Zircon Device Model

Introduction

In Zircon, device drivers are implemented as ELF shared libraries (DSOs) which are loaded into Device Host (devhost) processes. The Device Manager (devmgr) process, contains the Device Coordinator which keeps track of drivers and devices, manages the discovery of drivers, the creation and direction of Device Host processes, and maintains the Device Filesystem (devfs), which is the mechanism through which userspace services and applications (constrained by their namespaces) gain access to devices.
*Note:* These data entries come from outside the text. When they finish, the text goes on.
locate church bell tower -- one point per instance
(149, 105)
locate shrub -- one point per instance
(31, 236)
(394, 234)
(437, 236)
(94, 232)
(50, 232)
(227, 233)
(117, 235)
The Device Coordinator views devices as part of a single unified tree. The branches (and sub-branches) of that tree consist of some number of devices within a Device Host process. The decision as to how to sub-divide the overall tree among Device Hosts is based on system policy for isolating drivers for security or stability reasons and colocating drivers for performance reasons.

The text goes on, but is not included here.